Gibbs Free Energy: Gibbs free energy is a thermodynamic potential that measures the maximum reversible work obtainable from a system at constant temperature and pressure. This concept is vital for predicting the spontaneity of processes, as it combines the system's enthalpy and entropy to determine whether a reaction or process can occur naturally without external input.
Irreversible Process: An irreversible process is a type of thermodynamic process that cannot be reversed to restore the system and its surroundings to their original states without leaving changes in both. This means that once an irreversible process occurs, the energy transformations and entropy changes result in a new equilibrium that cannot be undone. Understanding irreversible processes is crucial for analyzing state functions and path functions, as well as for evaluating entropy changes in various processes.
J/k: In thermodynamics, 'j/k' represents joules per kelvin, which is the unit of measurement for entropy. This measure indicates how much energy is dispersed in a system at a specific temperature, highlighting the relationship between energy and disorder within that system. Understanding 'j/k' helps in analyzing the changes in entropy during various physical and chemical processes, allowing for insights into the spontaneity and feasibility of reactions.
Mixing of gases: Mixing of gases refers to the process where two or more gaseous substances combine to form a homogeneous mixture. This process is crucial for understanding how gases behave in different situations, especially in terms of entropy changes and thermodynamic properties, as the distribution and interaction of gas molecules can significantly affect the overall energy states and disorder of the system.
Non-spontaneous process: A non-spontaneous process is a reaction or change that does not occur naturally under a given set of conditions and requires an input of energy to proceed. These processes are characterized by an increase in free energy, meaning that they will not happen without external work or energy supply, distinguishing them from spontaneous processes, which occur without additional energy. Understanding these processes involves exploring how entropy and free energy influence the likelihood of reactions occurring.
Reversible Process: A reversible process is a thermodynamic process that can be reversed without leaving any changes in the system or surroundings. This means that both the forward and reverse processes can occur infinitely slowly, allowing the system to remain in equilibrium throughout. Understanding reversible processes is crucial as they help establish maximum efficiency and serve as idealized benchmarks for real processes in energy transformations and chemical reactions.
Second Law of Thermodynamics: The Second Law of Thermodynamics states that in any energy transfer or transformation, the total entropy of an isolated system can never decrease over time, and is often expressed in terms of the irreversibility of natural processes.
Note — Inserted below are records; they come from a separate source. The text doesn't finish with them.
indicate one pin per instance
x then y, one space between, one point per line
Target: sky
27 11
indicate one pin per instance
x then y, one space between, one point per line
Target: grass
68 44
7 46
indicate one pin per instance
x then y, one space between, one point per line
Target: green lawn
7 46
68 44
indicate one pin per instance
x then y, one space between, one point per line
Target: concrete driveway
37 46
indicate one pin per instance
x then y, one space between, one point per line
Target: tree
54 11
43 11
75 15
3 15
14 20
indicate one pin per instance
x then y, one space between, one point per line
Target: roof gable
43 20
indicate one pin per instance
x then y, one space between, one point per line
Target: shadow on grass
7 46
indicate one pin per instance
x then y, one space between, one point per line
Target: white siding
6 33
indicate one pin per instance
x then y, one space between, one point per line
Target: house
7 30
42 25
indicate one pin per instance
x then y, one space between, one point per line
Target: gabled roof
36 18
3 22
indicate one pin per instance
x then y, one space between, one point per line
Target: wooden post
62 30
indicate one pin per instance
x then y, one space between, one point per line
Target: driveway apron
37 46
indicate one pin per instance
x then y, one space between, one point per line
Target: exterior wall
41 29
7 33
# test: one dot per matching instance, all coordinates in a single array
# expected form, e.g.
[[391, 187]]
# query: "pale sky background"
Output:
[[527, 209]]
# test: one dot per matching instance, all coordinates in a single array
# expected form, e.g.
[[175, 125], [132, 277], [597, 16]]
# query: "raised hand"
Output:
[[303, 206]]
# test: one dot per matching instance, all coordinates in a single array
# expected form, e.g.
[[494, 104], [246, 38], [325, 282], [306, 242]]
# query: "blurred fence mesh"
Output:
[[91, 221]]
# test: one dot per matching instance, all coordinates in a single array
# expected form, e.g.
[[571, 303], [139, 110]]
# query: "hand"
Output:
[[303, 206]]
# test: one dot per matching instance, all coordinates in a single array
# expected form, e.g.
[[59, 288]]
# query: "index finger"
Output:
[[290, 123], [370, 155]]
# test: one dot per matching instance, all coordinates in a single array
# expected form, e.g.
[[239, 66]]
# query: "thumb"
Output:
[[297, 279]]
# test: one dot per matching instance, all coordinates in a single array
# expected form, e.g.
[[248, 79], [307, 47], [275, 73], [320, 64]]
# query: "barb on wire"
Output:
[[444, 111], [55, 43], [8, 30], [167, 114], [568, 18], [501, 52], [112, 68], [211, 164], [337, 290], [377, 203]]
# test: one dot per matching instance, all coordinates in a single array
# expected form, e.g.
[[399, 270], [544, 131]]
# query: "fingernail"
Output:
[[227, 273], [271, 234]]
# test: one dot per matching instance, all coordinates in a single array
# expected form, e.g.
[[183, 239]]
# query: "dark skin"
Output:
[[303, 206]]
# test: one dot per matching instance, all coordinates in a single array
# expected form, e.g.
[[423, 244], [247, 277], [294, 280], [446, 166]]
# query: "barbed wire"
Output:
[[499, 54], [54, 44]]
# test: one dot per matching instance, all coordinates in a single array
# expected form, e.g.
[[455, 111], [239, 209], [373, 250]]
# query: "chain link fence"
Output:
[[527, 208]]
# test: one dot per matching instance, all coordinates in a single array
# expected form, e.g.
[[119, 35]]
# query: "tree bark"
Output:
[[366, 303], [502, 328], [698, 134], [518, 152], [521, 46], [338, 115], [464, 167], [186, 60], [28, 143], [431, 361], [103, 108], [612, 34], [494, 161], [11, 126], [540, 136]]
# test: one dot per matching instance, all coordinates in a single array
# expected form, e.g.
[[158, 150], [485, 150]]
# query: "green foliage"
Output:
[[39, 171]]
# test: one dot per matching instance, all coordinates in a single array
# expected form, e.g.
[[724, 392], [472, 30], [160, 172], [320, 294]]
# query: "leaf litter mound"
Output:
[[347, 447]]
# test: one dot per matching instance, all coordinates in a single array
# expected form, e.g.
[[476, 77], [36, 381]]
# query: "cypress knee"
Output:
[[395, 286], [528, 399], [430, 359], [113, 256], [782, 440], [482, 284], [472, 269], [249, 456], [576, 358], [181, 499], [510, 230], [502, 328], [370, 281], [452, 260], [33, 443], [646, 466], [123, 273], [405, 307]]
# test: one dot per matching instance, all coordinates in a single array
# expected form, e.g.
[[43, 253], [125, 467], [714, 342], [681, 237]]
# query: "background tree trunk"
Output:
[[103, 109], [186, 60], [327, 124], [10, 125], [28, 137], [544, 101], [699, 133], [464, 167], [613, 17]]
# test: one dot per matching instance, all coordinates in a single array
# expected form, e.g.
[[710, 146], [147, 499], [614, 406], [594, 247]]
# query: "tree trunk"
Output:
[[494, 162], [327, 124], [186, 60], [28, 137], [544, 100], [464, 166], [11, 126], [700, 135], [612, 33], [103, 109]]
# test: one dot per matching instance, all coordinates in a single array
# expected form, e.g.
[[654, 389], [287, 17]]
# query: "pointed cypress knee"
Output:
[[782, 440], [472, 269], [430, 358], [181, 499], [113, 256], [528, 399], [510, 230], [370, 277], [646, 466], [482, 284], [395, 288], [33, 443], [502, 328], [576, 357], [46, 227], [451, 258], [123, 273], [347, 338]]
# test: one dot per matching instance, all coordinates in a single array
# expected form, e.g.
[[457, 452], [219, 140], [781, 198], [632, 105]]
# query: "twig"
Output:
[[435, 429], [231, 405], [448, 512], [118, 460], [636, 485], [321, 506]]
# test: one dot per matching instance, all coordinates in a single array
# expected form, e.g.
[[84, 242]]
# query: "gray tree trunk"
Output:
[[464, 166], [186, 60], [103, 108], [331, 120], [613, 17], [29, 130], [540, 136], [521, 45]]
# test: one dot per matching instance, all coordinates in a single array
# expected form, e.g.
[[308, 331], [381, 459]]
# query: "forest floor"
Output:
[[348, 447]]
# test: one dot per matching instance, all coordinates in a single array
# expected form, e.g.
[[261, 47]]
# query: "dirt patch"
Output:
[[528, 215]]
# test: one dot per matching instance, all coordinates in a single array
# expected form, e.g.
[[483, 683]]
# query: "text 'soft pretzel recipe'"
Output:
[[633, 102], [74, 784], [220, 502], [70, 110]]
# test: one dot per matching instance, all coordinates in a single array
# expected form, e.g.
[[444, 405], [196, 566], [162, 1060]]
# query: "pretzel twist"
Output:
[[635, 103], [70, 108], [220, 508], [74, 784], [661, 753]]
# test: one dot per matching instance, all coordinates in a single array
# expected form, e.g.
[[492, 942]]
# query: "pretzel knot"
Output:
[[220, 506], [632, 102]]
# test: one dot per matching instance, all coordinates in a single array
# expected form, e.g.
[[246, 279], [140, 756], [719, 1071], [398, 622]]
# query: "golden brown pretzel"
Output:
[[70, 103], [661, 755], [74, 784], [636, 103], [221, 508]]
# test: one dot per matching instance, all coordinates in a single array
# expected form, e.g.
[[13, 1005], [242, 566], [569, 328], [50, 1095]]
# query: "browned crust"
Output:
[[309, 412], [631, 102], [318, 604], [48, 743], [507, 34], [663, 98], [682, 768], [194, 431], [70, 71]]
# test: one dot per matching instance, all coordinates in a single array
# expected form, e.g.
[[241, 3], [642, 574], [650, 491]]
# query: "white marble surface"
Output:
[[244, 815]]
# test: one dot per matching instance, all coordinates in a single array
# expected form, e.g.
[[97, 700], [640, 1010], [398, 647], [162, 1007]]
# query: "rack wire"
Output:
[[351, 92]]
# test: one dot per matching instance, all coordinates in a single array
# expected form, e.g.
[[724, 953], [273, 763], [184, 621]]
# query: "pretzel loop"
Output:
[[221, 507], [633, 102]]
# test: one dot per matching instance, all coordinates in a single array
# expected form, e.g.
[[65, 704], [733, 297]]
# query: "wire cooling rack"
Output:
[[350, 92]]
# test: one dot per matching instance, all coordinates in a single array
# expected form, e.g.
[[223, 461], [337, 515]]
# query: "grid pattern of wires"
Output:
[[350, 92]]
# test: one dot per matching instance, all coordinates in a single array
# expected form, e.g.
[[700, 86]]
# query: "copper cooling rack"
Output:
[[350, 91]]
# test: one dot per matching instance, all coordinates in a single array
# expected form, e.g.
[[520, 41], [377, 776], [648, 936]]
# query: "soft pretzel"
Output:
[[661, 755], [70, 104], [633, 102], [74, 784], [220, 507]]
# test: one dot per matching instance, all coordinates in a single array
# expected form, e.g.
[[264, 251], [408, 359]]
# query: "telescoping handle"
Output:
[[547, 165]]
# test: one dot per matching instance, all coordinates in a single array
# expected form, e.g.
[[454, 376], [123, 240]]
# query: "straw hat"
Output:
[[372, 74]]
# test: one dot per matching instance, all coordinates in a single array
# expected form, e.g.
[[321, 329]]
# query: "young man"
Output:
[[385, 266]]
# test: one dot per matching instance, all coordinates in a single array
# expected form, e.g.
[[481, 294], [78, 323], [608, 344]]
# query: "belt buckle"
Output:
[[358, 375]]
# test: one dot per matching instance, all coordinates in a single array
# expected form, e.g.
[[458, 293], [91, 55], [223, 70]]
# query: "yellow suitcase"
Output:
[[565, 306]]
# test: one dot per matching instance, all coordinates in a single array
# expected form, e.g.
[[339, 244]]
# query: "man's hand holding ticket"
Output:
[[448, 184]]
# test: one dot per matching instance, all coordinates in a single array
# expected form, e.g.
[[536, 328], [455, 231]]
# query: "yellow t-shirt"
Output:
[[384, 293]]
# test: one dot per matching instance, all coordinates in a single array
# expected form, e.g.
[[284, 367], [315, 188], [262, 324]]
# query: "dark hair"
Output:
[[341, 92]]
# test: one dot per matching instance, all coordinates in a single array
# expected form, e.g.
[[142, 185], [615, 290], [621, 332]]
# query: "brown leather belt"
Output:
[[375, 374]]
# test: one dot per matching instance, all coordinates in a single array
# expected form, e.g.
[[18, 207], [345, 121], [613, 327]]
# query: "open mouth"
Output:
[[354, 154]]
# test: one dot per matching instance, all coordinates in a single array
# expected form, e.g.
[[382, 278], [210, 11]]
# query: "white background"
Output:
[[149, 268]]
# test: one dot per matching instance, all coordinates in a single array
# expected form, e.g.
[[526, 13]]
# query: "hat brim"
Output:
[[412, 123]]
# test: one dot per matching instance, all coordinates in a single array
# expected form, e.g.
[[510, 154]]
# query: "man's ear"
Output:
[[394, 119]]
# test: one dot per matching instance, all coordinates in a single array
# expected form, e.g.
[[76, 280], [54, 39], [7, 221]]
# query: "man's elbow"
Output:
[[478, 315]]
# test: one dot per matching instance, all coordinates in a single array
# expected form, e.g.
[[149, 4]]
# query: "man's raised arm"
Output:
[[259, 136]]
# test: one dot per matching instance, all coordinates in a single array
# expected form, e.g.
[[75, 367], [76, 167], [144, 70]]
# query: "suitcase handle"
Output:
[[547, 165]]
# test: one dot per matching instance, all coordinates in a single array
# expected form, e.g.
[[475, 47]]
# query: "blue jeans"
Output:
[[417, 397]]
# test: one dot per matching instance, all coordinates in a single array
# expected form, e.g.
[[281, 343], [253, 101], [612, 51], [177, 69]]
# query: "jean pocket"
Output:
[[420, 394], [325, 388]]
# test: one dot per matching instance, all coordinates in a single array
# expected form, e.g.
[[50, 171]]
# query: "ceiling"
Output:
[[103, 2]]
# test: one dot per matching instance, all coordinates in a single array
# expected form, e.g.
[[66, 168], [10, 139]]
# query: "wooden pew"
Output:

This law highlights the tendency of systems to evolve towards a state of maximum entropy, which has important implications for energy, heat, work, and spontaneity in various processes.
Spontaneous reaction: A spontaneous reaction is a process that occurs without external intervention, typically characterized by a decrease in free energy and an increase in the overall entropy of the universe. This term is closely related to the natural tendency of systems to move toward equilibrium and achieve a state of higher disorder over time, leading to a greater distribution of energy among particles.
Surroundings: In thermodynamics, the surroundings refer to everything outside a system that can exchange energy or matter with that system. Understanding the surroundings is essential because changes in a system’s energy, including heat and work, are often influenced by interactions with the surroundings, which play a key role in processes involving entropy changes.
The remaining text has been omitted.